Solving Gravitational Field: What Did I Do Wrong?

[UrbanXrisis]

the question is http://home.earthlink.net/~urban-xrisis/phy.jpg

g=\frac{GM}{x^2}
x=\sqrt{r^2+a^2}
g=\frac{GM}{(\sqrt{r^2+a^2})^2}
g=\frac{GM}{r^2+a^2}

since there are 2 masses...
g=2 \frac{GM}{r^2+a^2}

my book's answer is:
g=\frac{2MGr}{(r^2+a^2)^{3/2}}

what did I do wrong?

 

[Doc Al]

g=\frac{GM}{r^2+a^2}

OK, this is the field due to one of the masses. Note that it's a vector. What is its direction?
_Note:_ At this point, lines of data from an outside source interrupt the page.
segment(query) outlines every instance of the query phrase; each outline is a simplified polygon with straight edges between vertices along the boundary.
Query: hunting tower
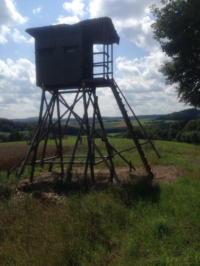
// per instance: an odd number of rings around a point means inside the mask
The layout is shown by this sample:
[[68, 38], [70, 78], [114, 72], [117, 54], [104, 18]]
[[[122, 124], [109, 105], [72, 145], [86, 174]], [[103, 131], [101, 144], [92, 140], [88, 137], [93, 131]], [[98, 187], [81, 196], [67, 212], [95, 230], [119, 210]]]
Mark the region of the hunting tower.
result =
[[[20, 177], [23, 172], [25, 165], [28, 164], [32, 166], [30, 180], [32, 182], [36, 164], [39, 164], [41, 166], [44, 164], [49, 165], [49, 171], [52, 171], [54, 165], [59, 164], [60, 165], [62, 178], [64, 178], [66, 185], [70, 184], [73, 165], [84, 165], [85, 166], [84, 181], [86, 181], [89, 166], [91, 179], [94, 183], [94, 167], [99, 163], [104, 163], [110, 171], [111, 183], [114, 178], [117, 183], [120, 184], [120, 180], [115, 172], [113, 159], [115, 156], [119, 156], [129, 166], [130, 171], [132, 169], [135, 170], [130, 161], [126, 159], [121, 154], [125, 151], [136, 148], [148, 175], [150, 179], [153, 179], [153, 175], [142, 146], [149, 143], [159, 158], [160, 156], [145, 129], [113, 78], [113, 45], [119, 44], [119, 37], [111, 19], [105, 17], [87, 20], [73, 25], [52, 25], [28, 29], [25, 31], [35, 40], [36, 83], [37, 86], [42, 89], [41, 98], [38, 128], [29, 150], [10, 173], [23, 163], [18, 175], [18, 176]], [[94, 44], [102, 45], [100, 46], [102, 51], [94, 52]], [[97, 56], [98, 59], [101, 57], [99, 61], [95, 61], [95, 58]], [[135, 142], [135, 146], [118, 151], [109, 143], [98, 104], [98, 97], [96, 93], [97, 88], [103, 87], [111, 89]], [[51, 95], [48, 103], [45, 96], [47, 92]], [[75, 94], [73, 103], [70, 106], [63, 96], [69, 93]], [[120, 95], [122, 98], [121, 98]], [[141, 127], [147, 139], [146, 142], [142, 143], [139, 142], [128, 116], [125, 105], [122, 102], [122, 98]], [[83, 102], [82, 117], [79, 116], [74, 109], [76, 103], [81, 99]], [[60, 103], [65, 106], [66, 110], [61, 115]], [[93, 110], [92, 117], [90, 120], [88, 114], [90, 103], [92, 104]], [[52, 118], [56, 104], [57, 119], [53, 123]], [[44, 105], [45, 108], [44, 108]], [[108, 113], [109, 112], [108, 110]], [[61, 119], [68, 113], [65, 125], [62, 127]], [[65, 155], [63, 153], [62, 140], [71, 115], [80, 126], [71, 155]], [[96, 117], [102, 134], [100, 134], [95, 130]], [[58, 126], [57, 135], [55, 131], [56, 125]], [[54, 136], [56, 152], [54, 156], [45, 158], [49, 134], [50, 132]], [[76, 149], [81, 133], [86, 135], [87, 139], [86, 154], [76, 156]], [[95, 135], [102, 140], [103, 145], [104, 144], [105, 145], [107, 152], [106, 156], [104, 156], [100, 151], [99, 143], [95, 142]], [[44, 142], [41, 156], [39, 160], [38, 158], [37, 160], [38, 147], [42, 140], [44, 140]], [[32, 153], [31, 160], [28, 163], [29, 157]], [[83, 158], [84, 161], [75, 161], [76, 158], [79, 160]], [[68, 166], [66, 171], [64, 168], [65, 165]]]
[[[25, 31], [35, 38], [37, 86], [43, 84], [50, 89], [78, 88], [84, 81], [86, 85], [95, 83], [97, 87], [108, 86], [105, 75], [113, 74], [112, 45], [119, 41], [111, 19], [87, 20]], [[103, 51], [93, 53], [94, 44], [103, 45]], [[94, 56], [97, 54], [103, 55], [102, 61], [94, 63]], [[102, 70], [94, 73], [94, 67]], [[94, 77], [101, 75], [103, 77]]]

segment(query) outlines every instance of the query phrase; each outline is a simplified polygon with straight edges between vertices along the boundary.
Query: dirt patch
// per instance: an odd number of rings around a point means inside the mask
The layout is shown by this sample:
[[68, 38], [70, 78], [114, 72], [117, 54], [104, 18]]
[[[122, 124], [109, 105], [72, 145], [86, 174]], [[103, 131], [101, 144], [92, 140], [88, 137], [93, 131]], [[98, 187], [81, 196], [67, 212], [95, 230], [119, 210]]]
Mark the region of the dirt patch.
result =
[[[116, 172], [122, 185], [127, 186], [130, 181], [134, 179], [145, 176], [145, 170], [143, 168], [138, 168], [136, 171], [130, 173], [127, 168], [117, 168]], [[154, 166], [152, 168], [155, 178], [153, 182], [156, 181], [171, 183], [181, 175], [181, 168], [173, 165]], [[72, 186], [70, 190], [64, 192], [65, 194], [73, 193], [74, 191], [82, 193], [85, 192], [85, 187], [83, 185], [82, 180], [83, 168], [77, 168], [73, 172], [72, 176]], [[107, 169], [95, 169], [95, 181], [97, 186], [106, 189], [110, 182], [110, 172]], [[89, 185], [91, 185], [88, 173]], [[41, 200], [51, 199], [60, 201], [63, 199], [63, 190], [60, 185], [60, 173], [56, 172], [43, 172], [38, 174], [34, 179], [33, 182], [30, 183], [28, 179], [22, 181], [19, 185], [16, 186], [13, 191], [14, 198], [21, 198], [25, 197], [27, 193], [31, 194], [35, 198]], [[116, 184], [114, 180], [113, 183]]]
[[[10, 170], [28, 152], [30, 146], [24, 145], [0, 145], [0, 170], [6, 171]], [[71, 153], [72, 145], [63, 145], [63, 153], [68, 155]], [[41, 158], [43, 145], [39, 145], [38, 149], [37, 160]], [[45, 157], [54, 156], [56, 150], [55, 146], [48, 146], [47, 147]], [[28, 160], [28, 162], [31, 158], [31, 153]]]

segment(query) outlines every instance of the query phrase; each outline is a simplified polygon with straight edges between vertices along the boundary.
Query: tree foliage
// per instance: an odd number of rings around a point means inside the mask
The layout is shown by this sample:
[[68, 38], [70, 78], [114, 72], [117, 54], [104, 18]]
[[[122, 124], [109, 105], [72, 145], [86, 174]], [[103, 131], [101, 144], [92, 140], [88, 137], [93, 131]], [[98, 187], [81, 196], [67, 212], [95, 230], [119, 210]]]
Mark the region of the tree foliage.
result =
[[159, 71], [166, 84], [175, 84], [180, 101], [200, 108], [200, 1], [162, 0], [160, 9], [153, 5], [157, 18], [151, 25], [153, 38], [172, 60]]

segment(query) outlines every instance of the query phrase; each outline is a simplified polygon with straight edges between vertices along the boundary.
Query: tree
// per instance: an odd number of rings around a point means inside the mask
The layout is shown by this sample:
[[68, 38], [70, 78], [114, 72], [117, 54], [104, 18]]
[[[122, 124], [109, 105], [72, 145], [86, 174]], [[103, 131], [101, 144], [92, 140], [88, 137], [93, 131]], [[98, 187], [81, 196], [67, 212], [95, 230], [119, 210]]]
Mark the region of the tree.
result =
[[161, 0], [150, 7], [156, 22], [153, 38], [171, 58], [159, 71], [166, 84], [175, 84], [179, 101], [200, 109], [200, 1]]

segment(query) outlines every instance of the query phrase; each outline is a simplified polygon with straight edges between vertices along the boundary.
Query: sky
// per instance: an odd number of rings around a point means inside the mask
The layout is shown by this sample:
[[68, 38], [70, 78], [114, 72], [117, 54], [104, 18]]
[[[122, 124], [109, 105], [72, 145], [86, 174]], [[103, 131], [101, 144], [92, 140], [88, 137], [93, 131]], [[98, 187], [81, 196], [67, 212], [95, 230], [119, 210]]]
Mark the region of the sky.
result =
[[[119, 45], [113, 45], [113, 77], [136, 115], [189, 108], [178, 103], [174, 86], [166, 85], [158, 72], [169, 59], [152, 38], [155, 19], [149, 7], [153, 4], [162, 6], [160, 0], [1, 0], [0, 117], [39, 115], [41, 90], [36, 84], [34, 40], [26, 29], [105, 16], [112, 19], [120, 37]], [[96, 93], [102, 116], [121, 116], [110, 88], [98, 88]], [[74, 94], [66, 95], [72, 103]], [[82, 102], [76, 108], [82, 115]]]

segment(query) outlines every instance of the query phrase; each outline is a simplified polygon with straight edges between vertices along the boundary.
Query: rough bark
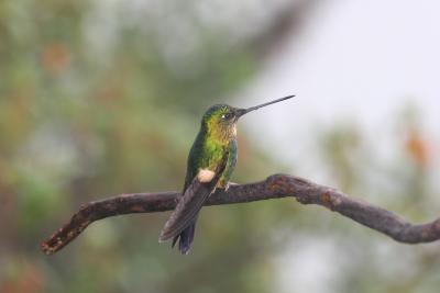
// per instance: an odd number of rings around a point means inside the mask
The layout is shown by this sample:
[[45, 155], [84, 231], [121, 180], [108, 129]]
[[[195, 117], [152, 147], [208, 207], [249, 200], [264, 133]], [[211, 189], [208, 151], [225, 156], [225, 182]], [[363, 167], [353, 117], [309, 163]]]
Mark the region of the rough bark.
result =
[[[84, 204], [70, 221], [41, 244], [46, 255], [61, 250], [95, 221], [110, 216], [173, 210], [178, 192], [131, 193]], [[381, 232], [405, 244], [430, 243], [440, 239], [440, 218], [427, 224], [413, 224], [400, 216], [341, 191], [302, 178], [274, 174], [264, 181], [233, 184], [227, 192], [218, 190], [205, 205], [246, 203], [280, 198], [295, 198], [301, 204], [318, 204]]]

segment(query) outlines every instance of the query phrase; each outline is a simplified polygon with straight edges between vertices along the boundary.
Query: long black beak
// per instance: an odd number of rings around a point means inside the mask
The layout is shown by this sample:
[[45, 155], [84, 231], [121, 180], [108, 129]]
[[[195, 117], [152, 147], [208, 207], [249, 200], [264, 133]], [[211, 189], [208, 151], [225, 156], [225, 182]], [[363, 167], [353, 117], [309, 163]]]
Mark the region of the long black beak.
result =
[[254, 106], [251, 106], [251, 108], [248, 108], [248, 109], [238, 109], [237, 110], [237, 114], [235, 114], [235, 119], [239, 119], [240, 116], [243, 116], [244, 114], [246, 114], [249, 112], [258, 110], [260, 108], [263, 108], [263, 106], [266, 106], [266, 105], [270, 105], [270, 104], [274, 104], [274, 103], [278, 103], [278, 102], [292, 99], [294, 97], [295, 97], [295, 94], [287, 95], [287, 97], [279, 98], [279, 99], [276, 99], [274, 101], [271, 101], [271, 102], [267, 102], [267, 103], [264, 103], [264, 104], [254, 105]]

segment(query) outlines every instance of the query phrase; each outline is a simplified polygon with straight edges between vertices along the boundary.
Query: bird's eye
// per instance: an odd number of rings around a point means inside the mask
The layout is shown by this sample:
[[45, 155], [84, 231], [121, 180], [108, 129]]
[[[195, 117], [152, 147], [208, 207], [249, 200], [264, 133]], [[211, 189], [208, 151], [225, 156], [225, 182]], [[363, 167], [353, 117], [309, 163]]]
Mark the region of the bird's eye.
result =
[[232, 117], [232, 113], [224, 113], [221, 115], [222, 120], [230, 120]]

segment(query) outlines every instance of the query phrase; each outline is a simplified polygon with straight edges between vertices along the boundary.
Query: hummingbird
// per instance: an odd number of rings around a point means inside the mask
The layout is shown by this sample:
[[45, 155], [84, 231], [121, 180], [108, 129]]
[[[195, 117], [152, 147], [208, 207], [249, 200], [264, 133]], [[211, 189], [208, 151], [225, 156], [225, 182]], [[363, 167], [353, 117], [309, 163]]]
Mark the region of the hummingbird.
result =
[[191, 247], [196, 222], [205, 201], [217, 188], [229, 188], [229, 180], [237, 165], [237, 122], [244, 114], [278, 103], [295, 95], [287, 95], [248, 109], [216, 104], [201, 119], [196, 140], [190, 148], [185, 184], [178, 203], [161, 232], [160, 243], [173, 238], [172, 248], [179, 240], [180, 253]]

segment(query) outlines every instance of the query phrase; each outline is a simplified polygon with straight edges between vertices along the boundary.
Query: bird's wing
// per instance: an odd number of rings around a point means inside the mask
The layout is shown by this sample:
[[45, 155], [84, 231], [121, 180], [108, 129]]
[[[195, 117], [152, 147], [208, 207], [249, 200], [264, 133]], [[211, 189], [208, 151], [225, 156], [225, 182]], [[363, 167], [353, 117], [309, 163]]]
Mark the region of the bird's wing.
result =
[[[228, 153], [226, 157], [228, 158]], [[179, 235], [197, 216], [205, 201], [216, 189], [217, 182], [224, 171], [227, 159], [221, 160], [222, 164], [216, 170], [202, 169], [193, 179], [193, 182], [180, 196], [176, 209], [165, 223], [161, 232], [160, 241], [166, 241]]]

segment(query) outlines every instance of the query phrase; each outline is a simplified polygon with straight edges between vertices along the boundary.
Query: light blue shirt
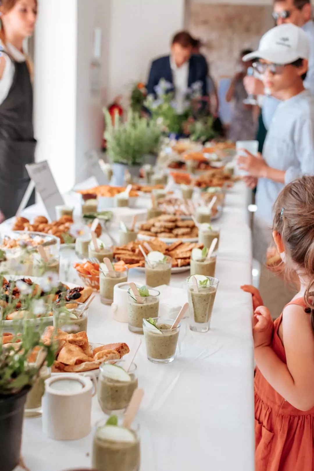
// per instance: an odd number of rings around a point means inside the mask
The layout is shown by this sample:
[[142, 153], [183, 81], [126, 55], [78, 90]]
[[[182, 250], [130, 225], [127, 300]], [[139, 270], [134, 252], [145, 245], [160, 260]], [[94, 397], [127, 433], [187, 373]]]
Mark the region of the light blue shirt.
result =
[[[310, 90], [314, 95], [314, 21], [312, 20], [308, 21], [302, 28], [306, 33], [311, 45], [308, 70], [303, 83], [305, 88]], [[274, 97], [265, 97], [264, 98], [262, 114], [264, 125], [267, 130], [270, 127], [272, 120], [280, 103], [280, 100]]]
[[[269, 167], [285, 171], [285, 185], [304, 175], [314, 175], [314, 96], [309, 90], [277, 107], [263, 157]], [[284, 186], [258, 179], [256, 214], [266, 225], [272, 225], [273, 206]]]

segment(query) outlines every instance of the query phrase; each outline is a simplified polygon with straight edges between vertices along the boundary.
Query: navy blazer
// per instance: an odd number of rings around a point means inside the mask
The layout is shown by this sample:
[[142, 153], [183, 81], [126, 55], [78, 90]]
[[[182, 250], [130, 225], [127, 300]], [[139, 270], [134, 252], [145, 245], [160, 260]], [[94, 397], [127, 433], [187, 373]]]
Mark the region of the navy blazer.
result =
[[[208, 66], [206, 59], [203, 56], [193, 54], [190, 58], [189, 65], [187, 86], [191, 87], [195, 82], [201, 82], [202, 96], [206, 96], [208, 94]], [[164, 79], [173, 85], [172, 71], [170, 65], [170, 56], [159, 57], [152, 62], [146, 87], [149, 95], [156, 95], [155, 87], [158, 84], [161, 79]]]

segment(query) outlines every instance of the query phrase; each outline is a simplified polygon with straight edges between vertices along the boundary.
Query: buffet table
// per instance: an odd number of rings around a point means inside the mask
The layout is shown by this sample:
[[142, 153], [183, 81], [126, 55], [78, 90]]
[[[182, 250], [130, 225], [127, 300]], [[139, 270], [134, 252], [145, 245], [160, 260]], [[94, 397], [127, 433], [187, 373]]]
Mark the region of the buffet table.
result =
[[[66, 201], [71, 197], [66, 196]], [[240, 289], [240, 285], [251, 281], [247, 198], [242, 183], [229, 190], [223, 215], [217, 223], [221, 235], [216, 276], [220, 281], [210, 331], [192, 332], [188, 319], [184, 319], [172, 363], [151, 363], [144, 340], [136, 357], [138, 385], [145, 391], [137, 417], [143, 471], [254, 469], [252, 303], [250, 295]], [[22, 215], [44, 213], [39, 204]], [[1, 225], [0, 231], [10, 224]], [[117, 238], [117, 228], [111, 230]], [[76, 260], [73, 251], [61, 253], [62, 265], [67, 267], [70, 278], [63, 279], [61, 273], [62, 281], [81, 284], [74, 279], [74, 270], [68, 269], [68, 261], [72, 264]], [[184, 287], [188, 275], [188, 271], [172, 275], [170, 285]], [[135, 269], [130, 271], [129, 279], [145, 283], [144, 273]], [[100, 303], [99, 294], [89, 309], [88, 335], [92, 342], [125, 342], [131, 349], [137, 338], [127, 324], [113, 320], [110, 307]], [[91, 433], [68, 442], [47, 438], [41, 418], [25, 419], [22, 447], [25, 464], [30, 471], [90, 467], [95, 425], [105, 417], [95, 397]]]

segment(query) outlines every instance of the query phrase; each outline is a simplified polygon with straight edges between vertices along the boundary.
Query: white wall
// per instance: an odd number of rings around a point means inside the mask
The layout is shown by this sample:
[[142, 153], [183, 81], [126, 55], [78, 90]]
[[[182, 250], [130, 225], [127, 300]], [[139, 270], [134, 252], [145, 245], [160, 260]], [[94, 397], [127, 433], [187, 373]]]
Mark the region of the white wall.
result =
[[174, 33], [184, 24], [185, 0], [112, 0], [110, 101], [145, 81], [152, 59], [169, 53]]
[[110, 0], [40, 0], [35, 34], [36, 160], [61, 192], [89, 176], [86, 153], [101, 148], [104, 99], [91, 90], [94, 33], [103, 29], [101, 83], [108, 83]]
[[35, 33], [37, 161], [48, 160], [61, 191], [74, 182], [77, 0], [40, 0]]

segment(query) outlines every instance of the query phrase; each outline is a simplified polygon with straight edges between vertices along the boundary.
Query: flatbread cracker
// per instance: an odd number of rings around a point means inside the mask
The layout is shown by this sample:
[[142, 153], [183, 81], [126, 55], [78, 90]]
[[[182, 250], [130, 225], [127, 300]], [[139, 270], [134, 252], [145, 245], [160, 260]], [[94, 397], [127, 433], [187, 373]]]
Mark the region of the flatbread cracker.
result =
[[85, 355], [81, 347], [68, 342], [58, 355], [58, 361], [64, 365], [77, 365], [91, 361], [90, 357]]
[[102, 363], [108, 360], [120, 360], [120, 356], [115, 350], [102, 350], [94, 356], [94, 359], [95, 361]]

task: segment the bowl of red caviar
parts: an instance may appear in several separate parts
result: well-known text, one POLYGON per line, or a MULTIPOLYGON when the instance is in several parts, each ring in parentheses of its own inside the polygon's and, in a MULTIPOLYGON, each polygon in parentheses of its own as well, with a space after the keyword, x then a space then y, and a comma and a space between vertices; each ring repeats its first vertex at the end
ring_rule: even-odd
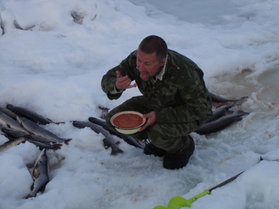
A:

since there are 2 masses...
g=2 \frac{GM}{r^2+a^2}

Since the field contributions are vectors, they must be added as such. (You can double it only if the vectors were in the same direction.) Hint: The vertical components will cancel.

 

[UrbanXrisis]

horizontally:
g=\frac{GM}{r^2}+\frac{GM}{r^2}
vertically:
g=\frac{GM}{a^2}-\frac{GM}{a^2}=0

so then g would be: g=2\frac{GM}{r^2}

not quite sure what to do

 

[VietDao29]

That's WRONG.
Vertically:
\frac{GM\sin{\alpha}}{a^2 + r^2} - \frac{GM\sin{\alpha}}{a^2 + r^2} = 0
Horrizontally:
\frac{GM\cos{\alpha}}{a^2 + r^2} + \frac{GM\cos{\alpha}}{a^2 + r^2} = \frac{2GM\cos{\alpha}}{a^2 + r^2}
Find \cos{\alpha}. Can you handle it from here?
Viet Dao,

 

[UrbanXrisis]

\cos{\alpha}=\frac{r}{a^2+r^2}

g=\frac{2GM\frac{r}{a^2+r^2}}{a^2 + r^2}

?

 

[VietDao29]

That's not correct. Recheck your cos{\alpha}.
Viet Dao,